尹次期大統領始め、新政権とも、本件につき冷静かつ丁寧な議論を行っていく考えでございます。
北朝鮮による弾道ミサイル発射
【朝日新聞 野平記者】冒頭の質問とも被るんですけれども、北朝鮮の弾道ミサイルの発射について、金正恩(キム・ジョンウン)総書記は、今年の1月に、ICBMの再開と併せての核実験の再開というのも示唆していて、報道で北朝鮮北部の核実験場の復旧とみられる動きがあるというようなものも出ています。日本政府として、こうした動きというのを把握しているのかどうかという点と、今後の北朝鮮の動きについて、どのように分析しているかを教えてください。
【林外務大臣】今回の北朝鮮側の意図について、日本として断定的にお答えすることは差し控えたいと思いますが、これまでにも、北朝鮮が2021年の1月の党大会において、ICBM級関連事業の推進に言及していることなどを踏まえれば、引き続き、弾道ミサイルの長射程化を追求する姿勢であることには変わりはないというふうに見られます。
いずれにせよ、今回のような事態を更に緊迫させる弾道ミサイル発射を含めて、一連の北朝鮮の行動は、我が国、地域及び国際社会の平和と安全を脅かすものであり、断じて容認できないと考えます。
政府としては、今後とも、日米、日米韓で緊密に連携するとともに、国際社会とも協力しながら、関連する国連安保理決議の完全な履行を進めて、北朝鮮の完全な非核化を目指してまいります。
ロシア軍による北方領土での訓練
【読売新聞 阿部記者】昨日、ロシアの国防省が、北方領土で地対空ミサイルの訓練を行ったというふうに発表しました。日本や米国等が、経済制裁と圧力を強めている中で、こうした日本に対して牽制する狙いもあるとみられますが、日本政府として、どのように分析しているのかと、抗議を含めて日本側の対応についてお聞かせください。
【林外務大臣】ご指摘の発表、これはロシア側がやったと思いますが、現在、事実関係を確認中でございます。いずれにしても、これまでも北方四島における、ロシアによる軍備の強化については、これら諸島に関するわが国の立場と相いれず、受入れられず、抗議をしてきております。北方領土におけるロシア軍の動向については、日ごろから注視をし、情報収集を行ってきているところであり、引き続き、適切に対応していきたいと考えております。
ウクライナ情勢(避難した人の受入れ)
【共同通信 小笠原記者】ウクライナからの、避難民・避難者について伺います。大臣からご言及ありましたように、200万人を超える避難者が出ている中で、改めて日本政府が受入れる意義と、国際社会が、その受入れの面で、日本に期待する役割について、どう考えていらっしゃいますでしょうか。

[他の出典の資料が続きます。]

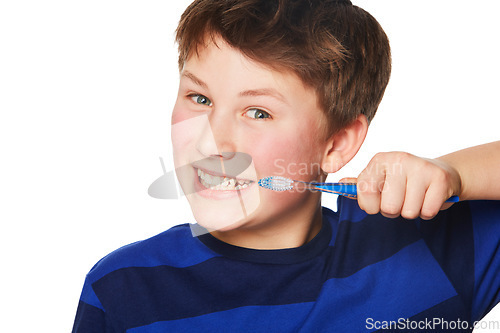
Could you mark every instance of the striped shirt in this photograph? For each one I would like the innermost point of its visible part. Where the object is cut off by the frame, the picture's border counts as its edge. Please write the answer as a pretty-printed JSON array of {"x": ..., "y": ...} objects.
[{"x": 360, "y": 273}]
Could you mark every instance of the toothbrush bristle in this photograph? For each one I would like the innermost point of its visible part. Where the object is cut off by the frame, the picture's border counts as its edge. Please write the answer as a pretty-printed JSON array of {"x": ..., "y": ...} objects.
[{"x": 276, "y": 183}]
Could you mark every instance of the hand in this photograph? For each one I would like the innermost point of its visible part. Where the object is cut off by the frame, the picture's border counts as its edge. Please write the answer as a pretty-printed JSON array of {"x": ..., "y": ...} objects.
[{"x": 399, "y": 183}]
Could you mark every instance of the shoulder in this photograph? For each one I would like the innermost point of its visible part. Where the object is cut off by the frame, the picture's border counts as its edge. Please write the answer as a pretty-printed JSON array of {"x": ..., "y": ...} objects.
[{"x": 176, "y": 247}]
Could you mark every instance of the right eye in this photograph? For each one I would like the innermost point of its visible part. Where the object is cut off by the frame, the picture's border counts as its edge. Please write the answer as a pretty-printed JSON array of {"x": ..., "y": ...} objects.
[{"x": 200, "y": 99}]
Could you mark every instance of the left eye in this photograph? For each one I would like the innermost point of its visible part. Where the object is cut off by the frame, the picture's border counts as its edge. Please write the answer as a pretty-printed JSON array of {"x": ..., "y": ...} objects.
[
  {"x": 200, "y": 99},
  {"x": 257, "y": 114}
]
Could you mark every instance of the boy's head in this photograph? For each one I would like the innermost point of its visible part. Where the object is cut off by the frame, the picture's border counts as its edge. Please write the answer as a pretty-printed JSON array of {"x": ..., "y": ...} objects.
[
  {"x": 336, "y": 48},
  {"x": 289, "y": 84}
]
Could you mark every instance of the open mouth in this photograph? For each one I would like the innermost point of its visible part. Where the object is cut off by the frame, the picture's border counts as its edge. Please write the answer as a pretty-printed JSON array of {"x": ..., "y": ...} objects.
[{"x": 222, "y": 183}]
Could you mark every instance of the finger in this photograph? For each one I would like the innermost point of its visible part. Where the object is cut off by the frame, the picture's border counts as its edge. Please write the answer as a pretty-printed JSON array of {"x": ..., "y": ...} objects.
[
  {"x": 393, "y": 196},
  {"x": 369, "y": 191},
  {"x": 414, "y": 198},
  {"x": 348, "y": 180}
]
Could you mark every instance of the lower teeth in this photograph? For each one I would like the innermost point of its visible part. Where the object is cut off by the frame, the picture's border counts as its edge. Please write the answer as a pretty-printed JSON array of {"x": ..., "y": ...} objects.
[{"x": 220, "y": 187}]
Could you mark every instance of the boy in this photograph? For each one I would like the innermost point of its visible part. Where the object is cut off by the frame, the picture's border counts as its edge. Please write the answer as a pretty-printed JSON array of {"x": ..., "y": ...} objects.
[{"x": 291, "y": 83}]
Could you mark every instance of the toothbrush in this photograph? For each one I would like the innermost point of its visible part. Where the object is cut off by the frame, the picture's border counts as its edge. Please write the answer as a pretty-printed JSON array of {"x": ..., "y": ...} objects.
[{"x": 278, "y": 183}]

あともう一点、日本政府は受入れ体制について調整中ということにされていると思いますが、調整の現時点での進捗状況についてお願いいたします。
【林外務大臣】政府として、ウクライナから第三国に避難された方々の我が国への受入れを進めているところでございます。
現在、我が国には、在留資格を有するウクライナ人が約1,900人いらっしゃると承知をしております。まず、その方々の親族、知人の方々の受入れを行っていますが、それに留まらず、人道的な観点から対応していくという考えでございます。

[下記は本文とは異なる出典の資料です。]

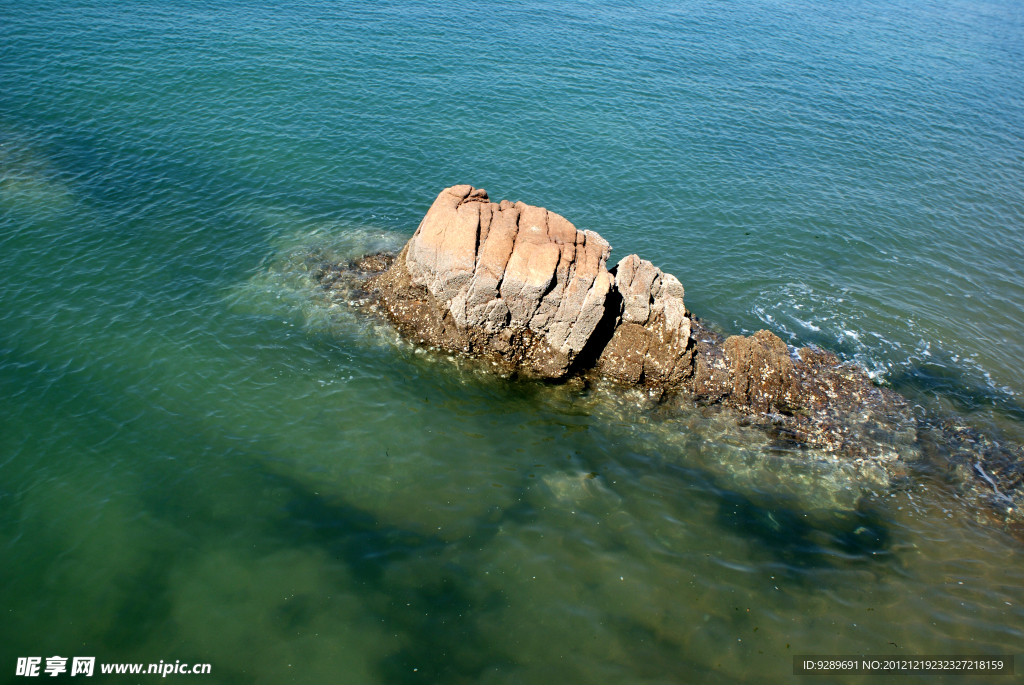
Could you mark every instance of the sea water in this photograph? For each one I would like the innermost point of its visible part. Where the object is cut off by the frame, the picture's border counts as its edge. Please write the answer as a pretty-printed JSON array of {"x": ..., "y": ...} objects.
[{"x": 204, "y": 460}]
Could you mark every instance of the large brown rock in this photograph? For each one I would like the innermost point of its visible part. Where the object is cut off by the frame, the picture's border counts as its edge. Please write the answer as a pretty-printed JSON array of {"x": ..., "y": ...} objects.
[
  {"x": 651, "y": 343},
  {"x": 761, "y": 372}
]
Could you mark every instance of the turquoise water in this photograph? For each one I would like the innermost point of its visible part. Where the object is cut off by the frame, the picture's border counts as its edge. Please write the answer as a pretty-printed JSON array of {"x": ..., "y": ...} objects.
[{"x": 203, "y": 460}]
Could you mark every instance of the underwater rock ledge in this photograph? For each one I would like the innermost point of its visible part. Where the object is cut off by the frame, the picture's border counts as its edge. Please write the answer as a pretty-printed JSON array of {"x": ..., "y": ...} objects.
[{"x": 522, "y": 288}]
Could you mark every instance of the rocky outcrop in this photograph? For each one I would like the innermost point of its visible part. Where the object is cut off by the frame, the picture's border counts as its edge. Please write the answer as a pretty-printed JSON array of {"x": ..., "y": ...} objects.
[
  {"x": 508, "y": 281},
  {"x": 521, "y": 287}
]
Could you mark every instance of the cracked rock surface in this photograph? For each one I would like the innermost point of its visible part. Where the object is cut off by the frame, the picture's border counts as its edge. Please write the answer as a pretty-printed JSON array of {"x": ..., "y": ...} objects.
[{"x": 523, "y": 288}]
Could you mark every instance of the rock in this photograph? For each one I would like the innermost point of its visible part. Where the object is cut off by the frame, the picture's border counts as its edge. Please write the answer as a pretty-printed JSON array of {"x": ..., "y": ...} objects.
[
  {"x": 501, "y": 279},
  {"x": 761, "y": 372},
  {"x": 651, "y": 342},
  {"x": 520, "y": 286}
]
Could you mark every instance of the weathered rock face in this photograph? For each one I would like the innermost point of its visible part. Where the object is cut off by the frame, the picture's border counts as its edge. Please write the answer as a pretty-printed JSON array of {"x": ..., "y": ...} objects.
[
  {"x": 651, "y": 342},
  {"x": 521, "y": 286},
  {"x": 508, "y": 280}
]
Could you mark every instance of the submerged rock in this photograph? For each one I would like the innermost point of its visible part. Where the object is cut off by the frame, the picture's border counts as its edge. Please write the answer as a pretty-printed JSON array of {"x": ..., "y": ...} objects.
[{"x": 521, "y": 287}]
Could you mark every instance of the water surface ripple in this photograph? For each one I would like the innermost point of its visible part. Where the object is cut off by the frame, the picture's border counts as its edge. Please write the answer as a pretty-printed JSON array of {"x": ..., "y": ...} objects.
[{"x": 202, "y": 460}]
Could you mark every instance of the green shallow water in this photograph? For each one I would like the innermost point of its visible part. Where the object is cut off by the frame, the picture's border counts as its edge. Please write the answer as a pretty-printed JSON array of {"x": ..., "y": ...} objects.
[{"x": 202, "y": 460}]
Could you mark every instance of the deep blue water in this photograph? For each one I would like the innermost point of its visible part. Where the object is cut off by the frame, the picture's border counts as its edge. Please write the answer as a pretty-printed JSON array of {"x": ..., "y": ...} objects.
[{"x": 201, "y": 461}]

手続等ですが、日本に親族や知人がおられる方については、短期査証、これを発給し、入国を認めることにしております。また、日本に親族や知人がいない方についても、人道上の配慮の要否、これを個別に判断して、配慮が必要な場合には、原則として、短期査証を発給することなどによって、入国を認めることになります。

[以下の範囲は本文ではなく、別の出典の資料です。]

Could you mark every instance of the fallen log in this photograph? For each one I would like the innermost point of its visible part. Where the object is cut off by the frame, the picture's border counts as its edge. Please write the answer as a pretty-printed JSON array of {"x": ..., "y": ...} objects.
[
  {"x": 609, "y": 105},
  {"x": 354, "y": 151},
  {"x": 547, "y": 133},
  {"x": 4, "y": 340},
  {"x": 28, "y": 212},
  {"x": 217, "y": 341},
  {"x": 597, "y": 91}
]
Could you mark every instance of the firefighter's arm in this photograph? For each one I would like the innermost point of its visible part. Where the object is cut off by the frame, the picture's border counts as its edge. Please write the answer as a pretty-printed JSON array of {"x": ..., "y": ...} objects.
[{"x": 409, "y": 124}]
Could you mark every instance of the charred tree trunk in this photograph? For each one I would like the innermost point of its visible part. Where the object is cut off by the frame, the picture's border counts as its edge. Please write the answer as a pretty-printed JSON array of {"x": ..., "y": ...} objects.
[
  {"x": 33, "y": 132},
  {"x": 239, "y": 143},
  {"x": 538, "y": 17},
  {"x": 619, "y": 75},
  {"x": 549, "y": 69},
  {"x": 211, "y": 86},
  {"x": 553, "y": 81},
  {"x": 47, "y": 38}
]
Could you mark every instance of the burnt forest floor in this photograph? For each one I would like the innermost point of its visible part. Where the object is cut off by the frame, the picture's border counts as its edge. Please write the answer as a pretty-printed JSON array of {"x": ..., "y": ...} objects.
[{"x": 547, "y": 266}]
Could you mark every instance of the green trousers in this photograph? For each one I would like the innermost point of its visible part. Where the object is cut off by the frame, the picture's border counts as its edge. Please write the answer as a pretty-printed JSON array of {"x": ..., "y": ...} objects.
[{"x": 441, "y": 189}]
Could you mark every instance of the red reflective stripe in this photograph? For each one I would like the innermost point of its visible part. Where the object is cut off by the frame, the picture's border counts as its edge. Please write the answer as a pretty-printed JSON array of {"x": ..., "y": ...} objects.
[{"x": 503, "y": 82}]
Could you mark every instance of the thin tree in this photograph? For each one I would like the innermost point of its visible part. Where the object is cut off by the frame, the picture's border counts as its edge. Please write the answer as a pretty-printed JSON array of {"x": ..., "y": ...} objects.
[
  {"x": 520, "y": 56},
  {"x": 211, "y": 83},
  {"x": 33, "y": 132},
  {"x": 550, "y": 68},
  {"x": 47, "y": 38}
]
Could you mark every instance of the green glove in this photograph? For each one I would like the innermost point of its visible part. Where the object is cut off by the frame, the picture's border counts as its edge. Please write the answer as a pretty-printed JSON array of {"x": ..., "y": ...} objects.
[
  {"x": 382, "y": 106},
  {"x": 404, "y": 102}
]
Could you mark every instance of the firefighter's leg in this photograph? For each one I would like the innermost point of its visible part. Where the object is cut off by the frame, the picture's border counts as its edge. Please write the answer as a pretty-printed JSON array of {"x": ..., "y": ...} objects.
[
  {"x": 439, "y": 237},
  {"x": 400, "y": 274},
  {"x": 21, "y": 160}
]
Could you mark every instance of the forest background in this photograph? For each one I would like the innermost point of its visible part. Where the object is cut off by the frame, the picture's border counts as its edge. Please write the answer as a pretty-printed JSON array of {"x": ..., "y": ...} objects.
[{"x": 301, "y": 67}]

また、受入れた方々の状況を踏まえながら、更に人道的な観点からいかなる対応を行うべきかについて、政府全体として、スピード感をもって対応してまいりたいというふうに思っております。
在大阪中国総領事の発言
【産経新聞 杉本記者】中国の大阪総領事の薛剣(せつけん)さんについてお伺いします。この方が、ロシアのウクライナ侵攻に関して、日本が学ぶべき教訓というのをSNSで投稿しておりまして「弱い人は強い人に喧嘩を売るな」というような投稿をしております。こうした薛剣氏のその言動が、好ましからざる人物に該当するかどうかも含めて、外務省としての受け止めをお聞かせいただいてもよろしいでしょうか。
【林外務大臣】個人の発信の一つひとつについてコメントすることは差し控えたいというふうに思います。いずれにせよ、ロシアによるウクライナ侵略に関しては、今こそ、国際秩序の根幹、これを守り抜くために、国際社会が結束して毅然と対応することが重要であるというふうに考えております。